Tips to save: 1. Your biggest savings could come from your biggest expenses: home and car. Once you buy a house or car, however, it can be expensive to change to a different house or car. 2. Check your home, auto and life insurance and compare online to see if better policies are available for lower premiums. Be smart if changing your insurance. For example, increase your auto deductible on comprehensive and collision; do not cut liability protection. 3. Cut the cable or satellite dish, watch free TV at, and check out free DVDs from your local library. Get your books and magazines at the library, too. 4. If you eat out frequently, make a pact with your spouse to cook at home more; agree to eat out once a week or less. This includes fast food! Turn the weekly restaurant meal into a special family event. 5. Write an agreement with your spouse to spell out how much your family will spend on all gifts this year: Christmas, birthdays, office parties ...everything. Talk with family about exchanging smaller gifts, or inexpensive mementos, rather than lavish gifts. Ask your kids to make special gifts by hand, rather than buying gifts this year. 6. Make sure to keep up on auto and home maintenance, but learn to do the simple things yourself if you don't already, like changing a filter. 7. Set up automatic monthly transfers to move money from checking to savings. Set up automatic monthly investments to fund your IRA and your spouses IRA. Set up college savings accounts for your kids and use automatic investment programs there, too. Live on the remaining money, after you "pay yourself first" each month. At least once a year sit down with your spouse, go over your savings plan and automatic investment programs, and figure out where to increase them. 8. For investments use low-cost, no-fee index funds for the bulk of your portfolio.
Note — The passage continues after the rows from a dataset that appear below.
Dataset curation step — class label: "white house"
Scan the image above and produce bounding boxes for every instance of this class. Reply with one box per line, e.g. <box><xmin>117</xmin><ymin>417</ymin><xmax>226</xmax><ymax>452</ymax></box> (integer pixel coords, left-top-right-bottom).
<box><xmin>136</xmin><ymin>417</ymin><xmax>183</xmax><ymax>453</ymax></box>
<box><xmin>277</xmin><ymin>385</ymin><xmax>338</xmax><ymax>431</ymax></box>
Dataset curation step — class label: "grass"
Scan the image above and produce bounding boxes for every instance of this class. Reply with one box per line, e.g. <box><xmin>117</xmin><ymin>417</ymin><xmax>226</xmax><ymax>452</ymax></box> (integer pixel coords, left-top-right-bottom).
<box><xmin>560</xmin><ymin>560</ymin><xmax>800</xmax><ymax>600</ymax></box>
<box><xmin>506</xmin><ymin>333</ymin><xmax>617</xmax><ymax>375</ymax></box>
Avoid investments with high fees and commissions. This will not reduce your monthly expenses (you will still invest the same amounts each month), but it will allow you to build a much larger nest egg more cheaply than if you use higher cost, commission-based investments. In effect you will save yourself the money each month that you would otherwise have to throw at higher cost investments in order to build the substantial nest egg that low-cost index funds will provide.
by John Willcockson on Thursday 2/27/2014

Thanks for the suggestions John. My co-worker has already done most of these things which is making continued cutting challenging. It is more of an attitude adjustment from "suck" to joyfully debt free.
by Pam Atkinson on Friday 2/28/2014

Great job Mary Jo! Many people can learn from the example you have lived. It's all a matter of personal values and attitude that can change the year of suck to a year of wealth.
by Pam Atkinson on Friday 2/28/2014

Thanks Ellen-this was the major point of discussion between my co-worker and myself. It will only truly "suck" if you believe it will. Making a game of it or adding in rewards will make this a joyous way to live...happily ever after!